Selbstverständlich belächeln wir heutzutag derartige Sagen. Der Glaube der Forscher ist, wie Gegner der Naturwissenschaft mit Bedauern oder Jngrimm zugestehen und verkünden, sehr schwach, und jede Sage, welche von unnatürlicher Zeugung eines thierischen Wesens Kunde geben will, wird von jenen einfach verworfen. Was nun die Aale im Besonderen anlangt, so wissen wir allerdings noch nicht, wie sie sich fortpflanzen, weil wir über eine Begattung beider Geschlechter oder, was in unserem Falle fast Dasselbe sagen will, eine Besamung ihrer Eier und die Entwicklung derselben außerhalb des Leibes der Mutter noch keine Beobachtungen anstellen konnten; wohl aber wissen wir soviel, daß auch sie Eier legen, und dürfen getrost annehmen, daß ihre Erzeugung sich von der vieler anderer Fische wenig oder nicht unterscheiden wird. Und so beweist uns gerade der Aal wiederum den stetigen und unaufhaltsamen Fortschritt der Naturwissenschaft, und gibt auch er uns eine neue Bekräftigung, daß vor dieser Wissenschaft noch andere Sagen schwinden werden, an welche sich bis zum heutigen Tage ein Theil der Menschheit klammert, geleitet und beeinflußt von Denen, welche behufs ihrer Selbsterhaltung genöthigt sind, den Wahn in den Köpfen der Urtheilslosen zu stärken oder doch zu bewahren.

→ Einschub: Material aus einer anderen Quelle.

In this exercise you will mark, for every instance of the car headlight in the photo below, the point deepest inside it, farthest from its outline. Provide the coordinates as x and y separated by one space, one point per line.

Die Aalfische (Muraenae) bilden eine zahlreiche, neuerdings in viele Sippen zerfällte Familie und kennzeichnen sich durch schlangenartig gestreckten, mehr oder weniger zugerundeten, am Schwanze meist seitlich zusammengedrückten, nackten oder mit zarten, sich nicht deckenden, zickzackförmig abge- lagerten Schuppen bekleideten Leib, ein der ganzen Länge nach nur vom Zwischenkiefer begrenztes Maul, dessen verkümmerter Oberkiefer im Fleische liegt, den nicht am Kopfe, sondern weiter hinter an der Wirbelsäule aufgehängten Schultergürtel, mit Blindsack versehenen Magen, Darmschlauch ohne Blinddarm und Geschlechtswerkzeuge ohne Ausführungsgang. Bezahnung und Beflossung können, wie schon aus dem Nachstehenden hervorgehen wird, sehr verschieden sein.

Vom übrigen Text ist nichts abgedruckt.